A friend from down the street calls. She asks if I want to take a walk, an invitation I leap on like a dying woman. Yes! Company and conversation, even centered around the trauma of the virus, comes like a tall glass of cool water after a dry spell.

This morning, I am in the house with Lily, writing. I am feeling pretty good. The words begin to fill the blank pages of my little pandemic journal. Lockdown, quarantine, who cares?


6 comments:

kathleen pooler said...

Oh my gosh Susan. This is wonderful. Your words echo what I’ve been feeling. We all have to find our way through this current pandemic which I imagine will spawn a lot of writing. It is what it is and we will adapt and maybe even be better on the other side of it. Keep writing , dear friend. Your writing is a gift to the world.

Susan G. Weidener said...

Thank you, Kathy. I agree that this time will spawn a lot of writing. I am grateful for your friendship. I am grateful for all my writing friends here on social media. I am grateful for the healthiness that comes with journaling every ordinary day. Every Groundhog Day? LOL. I just want it to end, even though I know the planet needed a rest.

Marian Beaman said...

Favorite line: "Company and conversation, even centered around the trauma of the virus, comes like a tall glass of cool water after a dry spell."

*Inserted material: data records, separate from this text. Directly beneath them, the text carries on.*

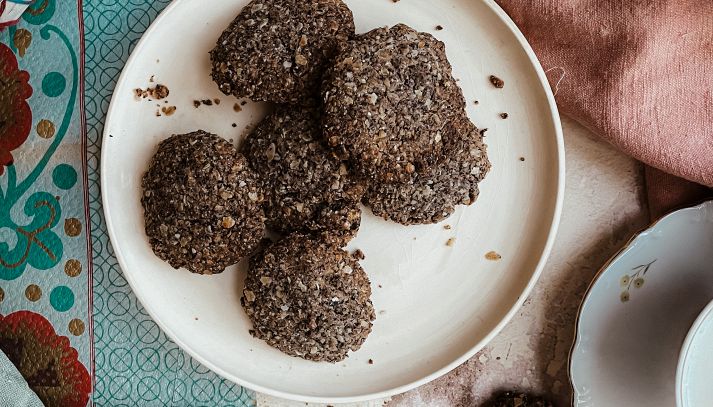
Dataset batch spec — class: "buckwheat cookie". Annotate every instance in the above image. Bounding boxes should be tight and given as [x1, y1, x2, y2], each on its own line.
[141, 130, 265, 275]
[322, 24, 465, 182]
[210, 0, 354, 103]
[241, 104, 365, 243]
[241, 234, 376, 362]
[364, 116, 490, 225]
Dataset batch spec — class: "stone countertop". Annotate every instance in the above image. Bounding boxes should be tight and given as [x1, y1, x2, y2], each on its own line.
[257, 118, 649, 407]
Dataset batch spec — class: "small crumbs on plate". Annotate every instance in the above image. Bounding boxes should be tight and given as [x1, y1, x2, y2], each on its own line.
[352, 249, 366, 260]
[489, 75, 505, 89]
[485, 252, 503, 261]
[134, 84, 170, 100]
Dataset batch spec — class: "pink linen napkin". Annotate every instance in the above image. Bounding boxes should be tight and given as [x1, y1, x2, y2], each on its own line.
[496, 0, 713, 217]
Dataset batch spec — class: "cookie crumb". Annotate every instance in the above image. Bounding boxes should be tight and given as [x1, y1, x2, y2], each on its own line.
[134, 84, 170, 100]
[490, 75, 505, 89]
[352, 249, 366, 260]
[485, 251, 503, 261]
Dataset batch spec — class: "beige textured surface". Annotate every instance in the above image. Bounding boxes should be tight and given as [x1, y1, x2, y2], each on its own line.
[389, 118, 648, 407]
[257, 118, 648, 407]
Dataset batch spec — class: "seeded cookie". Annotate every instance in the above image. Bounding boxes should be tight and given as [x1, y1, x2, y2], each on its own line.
[241, 234, 376, 362]
[242, 105, 365, 243]
[141, 130, 265, 274]
[322, 24, 465, 182]
[364, 116, 490, 225]
[210, 0, 354, 103]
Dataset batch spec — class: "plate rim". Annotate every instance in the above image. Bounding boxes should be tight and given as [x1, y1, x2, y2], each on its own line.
[100, 0, 566, 404]
[676, 301, 713, 407]
[567, 199, 713, 407]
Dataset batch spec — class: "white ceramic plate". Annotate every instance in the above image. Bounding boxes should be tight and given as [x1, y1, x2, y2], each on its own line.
[676, 302, 713, 407]
[570, 201, 713, 407]
[102, 0, 564, 402]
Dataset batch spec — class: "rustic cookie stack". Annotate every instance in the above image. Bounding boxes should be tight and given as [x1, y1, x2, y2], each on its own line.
[143, 0, 490, 362]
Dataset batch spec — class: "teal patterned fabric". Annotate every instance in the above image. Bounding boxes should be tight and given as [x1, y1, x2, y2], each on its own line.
[84, 0, 254, 407]
[0, 0, 92, 407]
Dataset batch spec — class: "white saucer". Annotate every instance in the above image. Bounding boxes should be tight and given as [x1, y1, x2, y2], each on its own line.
[676, 302, 713, 407]
[570, 201, 713, 407]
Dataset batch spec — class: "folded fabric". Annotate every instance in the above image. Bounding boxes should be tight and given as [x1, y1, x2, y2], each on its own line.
[0, 352, 43, 407]
[497, 0, 713, 217]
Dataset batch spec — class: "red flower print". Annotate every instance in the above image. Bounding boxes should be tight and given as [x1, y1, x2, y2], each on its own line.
[0, 311, 92, 407]
[0, 43, 32, 175]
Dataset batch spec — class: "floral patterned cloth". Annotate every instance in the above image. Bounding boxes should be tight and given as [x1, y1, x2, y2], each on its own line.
[0, 0, 254, 407]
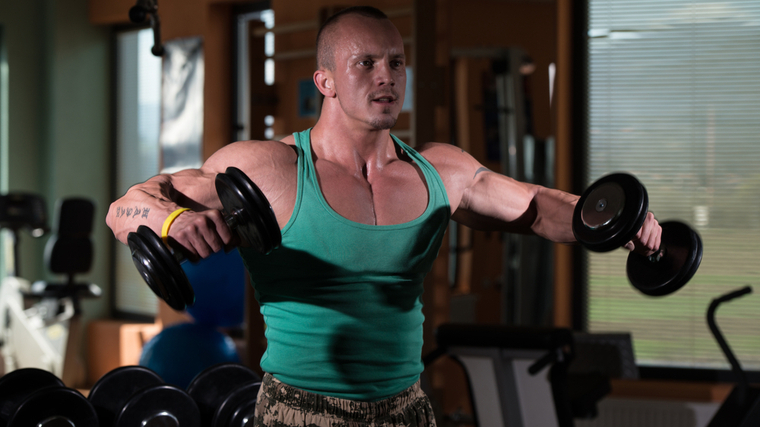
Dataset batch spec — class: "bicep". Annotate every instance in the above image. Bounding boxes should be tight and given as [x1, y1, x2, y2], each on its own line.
[420, 144, 537, 232]
[452, 170, 537, 232]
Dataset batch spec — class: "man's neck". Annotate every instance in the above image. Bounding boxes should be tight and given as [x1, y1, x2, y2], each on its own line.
[310, 118, 398, 174]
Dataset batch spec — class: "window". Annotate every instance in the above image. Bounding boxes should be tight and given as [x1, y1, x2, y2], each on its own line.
[587, 0, 760, 370]
[114, 29, 161, 316]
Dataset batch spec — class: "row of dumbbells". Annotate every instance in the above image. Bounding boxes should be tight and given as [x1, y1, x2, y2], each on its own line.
[0, 363, 261, 427]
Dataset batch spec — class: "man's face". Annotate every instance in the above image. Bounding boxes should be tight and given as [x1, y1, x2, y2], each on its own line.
[332, 16, 406, 130]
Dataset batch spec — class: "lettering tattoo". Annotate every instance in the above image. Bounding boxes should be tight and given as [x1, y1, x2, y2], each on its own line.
[472, 167, 491, 179]
[116, 206, 150, 218]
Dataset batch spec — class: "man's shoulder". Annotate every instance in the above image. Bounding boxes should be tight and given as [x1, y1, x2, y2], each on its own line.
[415, 142, 472, 167]
[204, 138, 298, 176]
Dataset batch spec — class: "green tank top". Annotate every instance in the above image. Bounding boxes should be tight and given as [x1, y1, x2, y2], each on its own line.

None of my neighbors wants to walk with me, so I dial up my sister or BFF for conversation while I feed steps into my Fitbit. This is a beautiful post, Susan. If I write more it will spoil the spell it has cast upon me.

Susan G. Weidener said...

Thank you, Marian. Writing always casts its spell on the author, as she loses herself in the words, the mood, the place of the piece. When the reader feels that spell, it is the greatest compliment a writer can receive. These are difficult times. People are having all sorts of reactions to what is going on. The worst thing that can happen is when isolation trumps community. But, for now, it is what it is.

Unknown said...

My husband said to me as we sat in our big, beautiful backyard, "It's hard to believe, but it really is a crisis. And we have no leadership!" We have been fortunate, I thought. We are retired, with an adequate ensured income. Our son, Billy, and his French wife, Laure, are both teachers, with jobs in Jakarta, but now they do their lessons online and can be here in Reno with us. So we are blessed in having unusual close family time even as the Coronavirus death toll mounts daily. I think of those who speak of good societal changes that may come out of these troubled times: Trump has used the Defense Production Act to order meat-packing plants to remain open. What nonsense! They are centers of spreading infections. It would do Americans good to cut back on meat consumption for awhile. First, we might lose some weight and address our obesity problem. Second, we might help reduce the negative threats of global warming, with less flatulence from cattle. Think positively, get out in the garden to enjoy spring if possible and count your blessings. Mary C. K. Stein

Susan G. Weidener said...

Mary. I agree. Let's count our blessings and get out in the garden. That's wonderful that you and your family are together. Attitude is everything in these troubled times. Thank you for stopping by the Circle and sharing your thoughts and your journey.